Bioetika berasal dari kata bios yang berati kehidupan dan ethos yang
berarti norma-norma atau nilai-nilai moral. Bioetika merupakan studi
interdisipliner tentang masalah yang ditimbulkan oleh perkembangan di bidang
biologi dan ilmu kedokteran baik skala mikro maupun makro, masa kini dan masa
mendatang. Bioetika mencakup isu-isu sosial, agama, ekonomi, dan hukum
bahkan politik. Bioetika selain membicarakan bidang medis, seperti abortus,
euthanasia, transplantasi organ, teknologi reproduksi butan, dan rekayasa genetik,
membahas pula masalah kesehatan, faktor budaya yang berperan dalam lingkup
kesehatan masyarakat, hak pasien, moralitas penyembuhan tradisional, lingkungan
kerja, demografi, dan sebagainya. Bioetika memberi perhatian yang besar pula
terhadap penelitian kesehatan pada manusia dan hewan percobaan.
Menurut F. Abel, Bioetika adalah studi interdisipliner tentang masalah-
masalah yang ditimbulkan oleh perkembangan biologi dan kedokteran, tidak
hanya memperhatikan masalah-masalah yang terjadi pada masa sekarang, tetapi
juga memperhitungkan timbulnya masalah pada masa yang akan datang
4
5
2.1.1 Kaidah dasar bioetik
1. Beneficence
Beneficence (tindakan berbuat baik) merupakan positif dari segi tidak
merugikan. Tindakan berbuat baik menuntut kita harus membantu orang lain demi
kepentingan mereka dengan memastikan ia tidak membawa risiko kepada diri
sendiri. Kita mempunyai kewajiban untuk memperhatikan kesejahteraan orang
lain dan menolong mereka dengan batas kerugian diri sendiri. Tahapan dalam
melakukan kebaikan ada empat. Pertama, kondisi dimana orang yang kita bantu
akan mengalami bahaya besar atau risiko kehilangan sesuatu yang penting.
Kedua, adanya pemikiran bahwa saya sanggup melakukan sesuatu yang secara
langsung menyumbangkan untuk mencegah terjadinya kerugian atau kehilangan
bagi orang tersebut. Ketiga, perbuatan saya kemungkinan akan mencegah
terjadinya kerugian atau kehilangan tersebut. Keempat, akan ada manfaat yang
diterima orang tersebut sebagai akibat perbuatan saya.
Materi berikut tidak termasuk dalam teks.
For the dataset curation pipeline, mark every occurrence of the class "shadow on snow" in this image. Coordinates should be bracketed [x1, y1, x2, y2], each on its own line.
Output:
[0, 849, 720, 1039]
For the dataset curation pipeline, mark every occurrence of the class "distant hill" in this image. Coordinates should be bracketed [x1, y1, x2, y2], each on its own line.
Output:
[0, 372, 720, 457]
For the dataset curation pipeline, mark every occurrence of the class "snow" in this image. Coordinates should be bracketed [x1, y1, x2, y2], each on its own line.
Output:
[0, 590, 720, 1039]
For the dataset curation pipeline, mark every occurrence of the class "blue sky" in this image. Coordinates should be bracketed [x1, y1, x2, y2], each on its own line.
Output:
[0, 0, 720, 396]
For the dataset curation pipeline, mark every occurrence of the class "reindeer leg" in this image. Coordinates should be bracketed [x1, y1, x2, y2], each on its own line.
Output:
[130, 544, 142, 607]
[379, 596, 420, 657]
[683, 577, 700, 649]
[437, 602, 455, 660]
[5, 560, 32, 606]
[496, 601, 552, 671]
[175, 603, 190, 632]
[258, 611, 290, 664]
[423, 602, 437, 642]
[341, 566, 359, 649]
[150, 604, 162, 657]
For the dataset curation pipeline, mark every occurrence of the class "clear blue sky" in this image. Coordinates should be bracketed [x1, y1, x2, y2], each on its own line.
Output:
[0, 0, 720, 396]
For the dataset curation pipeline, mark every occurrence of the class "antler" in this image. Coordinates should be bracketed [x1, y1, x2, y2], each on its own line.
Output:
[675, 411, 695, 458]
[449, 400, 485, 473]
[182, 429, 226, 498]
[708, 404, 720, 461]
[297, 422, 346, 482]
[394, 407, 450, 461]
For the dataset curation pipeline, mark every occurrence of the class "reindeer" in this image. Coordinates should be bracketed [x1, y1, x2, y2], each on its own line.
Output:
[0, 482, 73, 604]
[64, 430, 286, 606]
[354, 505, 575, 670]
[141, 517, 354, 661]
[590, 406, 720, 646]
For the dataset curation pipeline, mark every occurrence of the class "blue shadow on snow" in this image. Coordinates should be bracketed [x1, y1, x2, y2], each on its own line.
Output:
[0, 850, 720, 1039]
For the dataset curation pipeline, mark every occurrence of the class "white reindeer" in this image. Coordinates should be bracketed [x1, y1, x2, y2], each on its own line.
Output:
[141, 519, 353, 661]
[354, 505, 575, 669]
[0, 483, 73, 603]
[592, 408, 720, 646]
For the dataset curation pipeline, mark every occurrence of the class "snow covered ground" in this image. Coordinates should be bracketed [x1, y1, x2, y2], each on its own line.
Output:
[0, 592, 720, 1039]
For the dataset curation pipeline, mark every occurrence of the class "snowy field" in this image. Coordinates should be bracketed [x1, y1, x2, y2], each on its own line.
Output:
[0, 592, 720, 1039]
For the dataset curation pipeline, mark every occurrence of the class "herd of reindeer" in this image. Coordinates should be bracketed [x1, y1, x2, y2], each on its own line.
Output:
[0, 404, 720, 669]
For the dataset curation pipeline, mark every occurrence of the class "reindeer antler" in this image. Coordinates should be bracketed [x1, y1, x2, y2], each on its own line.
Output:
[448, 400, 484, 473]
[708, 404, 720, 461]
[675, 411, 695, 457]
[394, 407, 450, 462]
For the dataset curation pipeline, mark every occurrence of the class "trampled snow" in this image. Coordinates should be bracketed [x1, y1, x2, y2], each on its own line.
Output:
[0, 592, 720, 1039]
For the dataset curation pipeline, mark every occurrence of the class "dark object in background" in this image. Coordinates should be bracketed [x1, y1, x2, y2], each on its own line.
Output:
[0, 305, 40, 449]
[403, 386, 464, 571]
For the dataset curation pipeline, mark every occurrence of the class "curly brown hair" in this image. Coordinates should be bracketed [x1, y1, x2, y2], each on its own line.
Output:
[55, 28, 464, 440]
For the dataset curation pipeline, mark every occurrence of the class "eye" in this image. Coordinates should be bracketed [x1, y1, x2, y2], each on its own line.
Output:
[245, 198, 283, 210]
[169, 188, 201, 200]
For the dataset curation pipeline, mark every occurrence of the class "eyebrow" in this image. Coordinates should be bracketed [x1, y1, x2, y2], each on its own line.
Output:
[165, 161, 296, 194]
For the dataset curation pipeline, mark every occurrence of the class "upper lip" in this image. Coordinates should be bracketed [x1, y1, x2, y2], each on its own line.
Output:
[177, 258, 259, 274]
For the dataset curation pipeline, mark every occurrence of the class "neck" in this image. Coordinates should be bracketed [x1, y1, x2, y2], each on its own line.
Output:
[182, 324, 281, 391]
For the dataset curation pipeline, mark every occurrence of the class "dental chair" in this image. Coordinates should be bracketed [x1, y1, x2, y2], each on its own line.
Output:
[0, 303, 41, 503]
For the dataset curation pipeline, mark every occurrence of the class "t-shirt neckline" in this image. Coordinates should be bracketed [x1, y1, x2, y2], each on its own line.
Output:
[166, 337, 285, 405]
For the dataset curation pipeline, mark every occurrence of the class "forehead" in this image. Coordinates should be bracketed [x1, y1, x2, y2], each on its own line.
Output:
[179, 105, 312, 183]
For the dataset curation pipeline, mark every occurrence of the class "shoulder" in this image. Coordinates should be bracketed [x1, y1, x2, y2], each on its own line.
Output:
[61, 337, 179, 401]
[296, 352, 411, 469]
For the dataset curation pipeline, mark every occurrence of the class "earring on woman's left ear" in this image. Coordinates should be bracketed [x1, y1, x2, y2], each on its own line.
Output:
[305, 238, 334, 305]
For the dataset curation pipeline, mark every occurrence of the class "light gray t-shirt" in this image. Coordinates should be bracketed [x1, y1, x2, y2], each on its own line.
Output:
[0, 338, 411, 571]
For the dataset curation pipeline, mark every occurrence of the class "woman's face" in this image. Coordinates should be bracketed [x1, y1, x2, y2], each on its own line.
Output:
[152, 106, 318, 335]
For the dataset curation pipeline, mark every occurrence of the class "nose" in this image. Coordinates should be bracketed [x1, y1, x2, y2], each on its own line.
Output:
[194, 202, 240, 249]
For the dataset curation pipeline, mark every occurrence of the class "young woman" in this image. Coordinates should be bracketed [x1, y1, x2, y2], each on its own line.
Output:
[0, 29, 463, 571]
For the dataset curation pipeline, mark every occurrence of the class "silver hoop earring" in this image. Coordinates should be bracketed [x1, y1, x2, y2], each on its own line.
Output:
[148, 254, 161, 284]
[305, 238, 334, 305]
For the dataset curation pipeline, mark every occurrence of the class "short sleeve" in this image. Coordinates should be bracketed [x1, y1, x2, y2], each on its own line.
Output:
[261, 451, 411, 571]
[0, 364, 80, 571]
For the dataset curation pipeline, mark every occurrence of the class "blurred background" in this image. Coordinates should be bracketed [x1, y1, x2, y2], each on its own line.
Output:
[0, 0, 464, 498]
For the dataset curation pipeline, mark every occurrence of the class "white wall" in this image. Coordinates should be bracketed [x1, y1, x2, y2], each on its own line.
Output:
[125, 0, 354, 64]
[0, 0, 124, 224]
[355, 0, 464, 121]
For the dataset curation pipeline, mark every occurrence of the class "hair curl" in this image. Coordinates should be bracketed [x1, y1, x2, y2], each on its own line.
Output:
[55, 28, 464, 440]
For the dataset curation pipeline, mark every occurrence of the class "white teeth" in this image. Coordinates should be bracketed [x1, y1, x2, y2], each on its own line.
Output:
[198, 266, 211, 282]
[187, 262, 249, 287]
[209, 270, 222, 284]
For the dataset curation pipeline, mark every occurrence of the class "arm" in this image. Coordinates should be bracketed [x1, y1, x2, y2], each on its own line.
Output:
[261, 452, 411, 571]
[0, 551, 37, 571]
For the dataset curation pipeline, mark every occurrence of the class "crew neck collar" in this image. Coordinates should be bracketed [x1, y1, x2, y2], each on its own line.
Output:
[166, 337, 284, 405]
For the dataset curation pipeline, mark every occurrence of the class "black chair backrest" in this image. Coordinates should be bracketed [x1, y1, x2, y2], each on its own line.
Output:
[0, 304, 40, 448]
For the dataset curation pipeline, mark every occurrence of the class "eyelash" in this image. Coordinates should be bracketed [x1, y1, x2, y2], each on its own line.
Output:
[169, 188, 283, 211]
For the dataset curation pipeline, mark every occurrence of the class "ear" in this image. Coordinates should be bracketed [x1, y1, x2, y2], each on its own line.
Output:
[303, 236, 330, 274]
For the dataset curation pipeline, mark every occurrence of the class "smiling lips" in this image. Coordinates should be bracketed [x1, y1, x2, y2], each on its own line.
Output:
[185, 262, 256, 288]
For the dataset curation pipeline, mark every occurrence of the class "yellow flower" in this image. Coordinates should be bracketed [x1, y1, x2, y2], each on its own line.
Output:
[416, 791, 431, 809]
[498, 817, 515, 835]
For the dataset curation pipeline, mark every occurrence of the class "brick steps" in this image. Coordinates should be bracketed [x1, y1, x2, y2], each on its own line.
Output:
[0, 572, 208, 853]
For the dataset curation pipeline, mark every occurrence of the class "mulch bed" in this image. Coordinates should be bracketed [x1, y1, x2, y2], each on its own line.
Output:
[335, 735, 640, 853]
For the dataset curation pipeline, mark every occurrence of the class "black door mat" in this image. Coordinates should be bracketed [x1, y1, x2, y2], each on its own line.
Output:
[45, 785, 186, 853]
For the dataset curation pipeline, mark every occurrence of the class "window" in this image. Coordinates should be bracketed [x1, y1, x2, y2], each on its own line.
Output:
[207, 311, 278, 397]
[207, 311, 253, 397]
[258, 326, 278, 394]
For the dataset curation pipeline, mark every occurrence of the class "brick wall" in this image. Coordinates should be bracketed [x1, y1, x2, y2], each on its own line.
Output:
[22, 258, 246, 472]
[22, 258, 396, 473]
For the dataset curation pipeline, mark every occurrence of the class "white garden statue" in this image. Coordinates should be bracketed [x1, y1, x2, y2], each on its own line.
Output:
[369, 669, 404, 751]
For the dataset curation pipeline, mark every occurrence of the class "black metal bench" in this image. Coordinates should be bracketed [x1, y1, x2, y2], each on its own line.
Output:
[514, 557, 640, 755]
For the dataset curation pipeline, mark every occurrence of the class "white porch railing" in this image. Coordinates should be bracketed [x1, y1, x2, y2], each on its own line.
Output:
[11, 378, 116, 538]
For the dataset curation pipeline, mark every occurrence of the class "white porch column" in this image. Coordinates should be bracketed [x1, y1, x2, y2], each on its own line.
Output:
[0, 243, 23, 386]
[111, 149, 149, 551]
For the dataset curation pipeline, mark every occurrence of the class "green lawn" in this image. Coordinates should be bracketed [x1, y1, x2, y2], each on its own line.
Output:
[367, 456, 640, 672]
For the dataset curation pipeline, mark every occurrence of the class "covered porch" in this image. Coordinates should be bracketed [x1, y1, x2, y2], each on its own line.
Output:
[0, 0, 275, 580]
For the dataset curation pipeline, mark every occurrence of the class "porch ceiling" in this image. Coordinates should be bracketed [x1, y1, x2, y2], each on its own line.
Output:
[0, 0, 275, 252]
Beneficence terbagi kepada
General beneficence dan Specific beneficence. General beneficence merangkumi
hal-hal seperti melindungi dan mempertahankan hak yang lain, mencegah terjadi
kerugian pada yang lain dan menghilangkan kondisi penyebab kerugian pada
orang lain. General beneficence adalah berbuat baik kepada siapa pun. Specific
beneficence adalah apabila tindakan baik ditujukan pada orang yang kita kenal,
pasien orang cacat dan sebagainya. Di dalam bioetika, beneficence merangkumi
mengutamakan kepentingan pasien, maksimilasikan akibat-akibat baik dan
memandang pasien tidak hanya menguntungkan dokter.
6
2. Non-Maleficence
Non-maleficence bermaksud tidak merugikan adalah berdasarkan prinsip
Primum non nocere yang bermaksud above all do no harm atau yang terpenting
tidak merugikan. Ini adalah prinsip dasar yang diambil dari tradisi Hipokratik.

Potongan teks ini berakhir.